Lecture 7

Spreadsheets

  • Most of us are familiar with spreadsheets, rows of data, with each column in a row having a different piece of data that relate to each other somehow.
  • A database is an application that can store data, and we can think of Google Sheets as one such application.
  • For example, we created a Google Form to ask students their favorite TV show and genre of it.

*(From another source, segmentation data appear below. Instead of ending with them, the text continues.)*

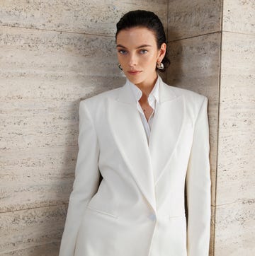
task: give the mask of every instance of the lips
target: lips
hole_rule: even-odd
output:
[[[130,75],[137,75],[138,74],[141,73],[141,71],[139,70],[130,70],[129,71],[128,71],[128,73]]]

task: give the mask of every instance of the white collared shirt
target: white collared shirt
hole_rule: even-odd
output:
[[[150,117],[149,117],[148,121],[147,120],[144,113],[142,109],[140,104],[139,103],[139,100],[142,95],[142,91],[134,83],[128,83],[130,85],[132,91],[133,92],[135,100],[137,102],[137,107],[139,111],[140,115],[142,119],[142,124],[145,130],[147,141],[149,143],[150,132],[152,127],[153,118],[154,117],[154,112],[156,111],[157,103],[159,103],[159,76],[157,79],[156,83],[154,86],[152,91],[150,92],[148,96],[148,103],[149,105],[152,107],[153,112]]]

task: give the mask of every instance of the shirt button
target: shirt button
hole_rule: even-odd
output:
[[[156,219],[157,219],[157,216],[155,214],[150,214],[149,216],[148,216],[148,218],[152,221],[155,221]]]

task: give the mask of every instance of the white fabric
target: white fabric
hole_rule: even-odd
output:
[[[148,121],[147,120],[144,112],[143,112],[142,107],[141,107],[140,104],[139,103],[139,100],[141,98],[141,97],[142,95],[142,91],[137,86],[135,86],[134,83],[132,83],[130,81],[129,81],[129,83],[128,83],[128,84],[131,88],[132,93],[135,96],[135,99],[137,101],[137,110],[138,110],[139,114],[141,117],[142,125],[144,126],[144,131],[146,132],[146,136],[147,138],[147,141],[149,143],[150,131],[151,131],[152,127],[152,122],[153,122],[153,119],[154,119],[154,112],[156,111],[155,108],[157,107],[157,103],[159,103],[159,77],[157,79],[157,81],[148,96],[149,105],[153,109],[153,112],[152,112],[152,115],[150,115],[150,117],[149,117]]]
[[[208,255],[208,100],[159,83],[149,144],[127,83],[80,103],[60,256]]]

We look thorugh the responses, and see that the spreadsheet has three columns: “Timestamp”, “title”, and “genres”:
    image of Google Sheets spreadsheet with row 1 having cells "Timestamp", "title", and "genres", with row 2 having cells "10/28/2019 15:03:45", "Dynasty", "Drama, Family", and so on
  • We can download a CSV file from the spreadsheet with “File > Download”, upload it to our IDE, and see that it’s a text file with comma-separated values matching the spreadsheet’s data.

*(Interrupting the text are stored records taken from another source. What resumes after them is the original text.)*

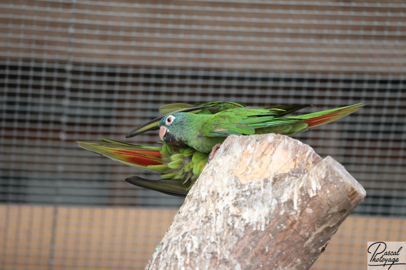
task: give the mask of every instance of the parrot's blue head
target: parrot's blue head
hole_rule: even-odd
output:
[[[176,134],[179,129],[181,129],[183,116],[180,112],[174,112],[161,119],[158,125],[159,127],[159,138],[161,140],[165,142],[179,141],[176,138]]]

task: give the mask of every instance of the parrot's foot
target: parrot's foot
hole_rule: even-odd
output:
[[[214,154],[216,153],[216,151],[217,151],[217,149],[220,148],[220,145],[221,145],[221,143],[217,143],[212,148],[212,151],[210,152],[210,155],[209,155],[209,158],[207,159],[208,163],[210,162],[210,161],[211,161],[213,158],[214,158]]]

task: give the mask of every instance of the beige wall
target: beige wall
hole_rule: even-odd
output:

  • We’ll write favorites.py:
    import csv
    
    with open("CS50 2019 - Lecture 7 - Favorite TV Shows (Responses) - Form Responses 1.csv", "r") as file:
        reader = csv.DictReader(file)
    
        for row in reader:
            print(row["title"])
    
    • We’re just going to open the file and make sure we can get the title of each row.
  • Now we can use a dictionary to count the number of times we’ve seen each title, with the keys being the titles and the values for each key an integer, tracking how many times we’ve seen that title:
    import csv
    
    counts = {}
    
    with open("CS50 2019 - Lecture 7 - Favorite TV Shows (Responses) - Form Responses 1.csv", "r") as file:
        reader = csv.DictReader(file)
    
        for row in reader:
            title = row["title"]
            if title in counts:
                counts[title] += 1
            else:
                counts[title] = 1
    
    for title, count in counts.items():
        print(title, count, sep=" | ")
    
    • In each row, we can get the title with row["title"].

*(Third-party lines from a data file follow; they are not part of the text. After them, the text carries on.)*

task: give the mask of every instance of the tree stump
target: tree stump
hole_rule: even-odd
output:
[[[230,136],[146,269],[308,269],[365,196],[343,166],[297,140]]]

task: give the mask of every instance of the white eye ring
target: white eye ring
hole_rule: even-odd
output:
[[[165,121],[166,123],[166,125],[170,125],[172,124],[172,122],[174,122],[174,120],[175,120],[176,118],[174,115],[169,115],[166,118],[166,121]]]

    • Here, if we’ve seen the title before (it’s in counts), we can just add 1 to the value. Otherwise, we need to set the initial value to 1.
    • Finally, we can print out our dictionary’s keys and values with a separator so it’s a bit easier to read.
  • We can change the way we iterate to for title, count in sorted(counts.items()):, and we’ll see our dictionary sorted by the keys, alphabetically.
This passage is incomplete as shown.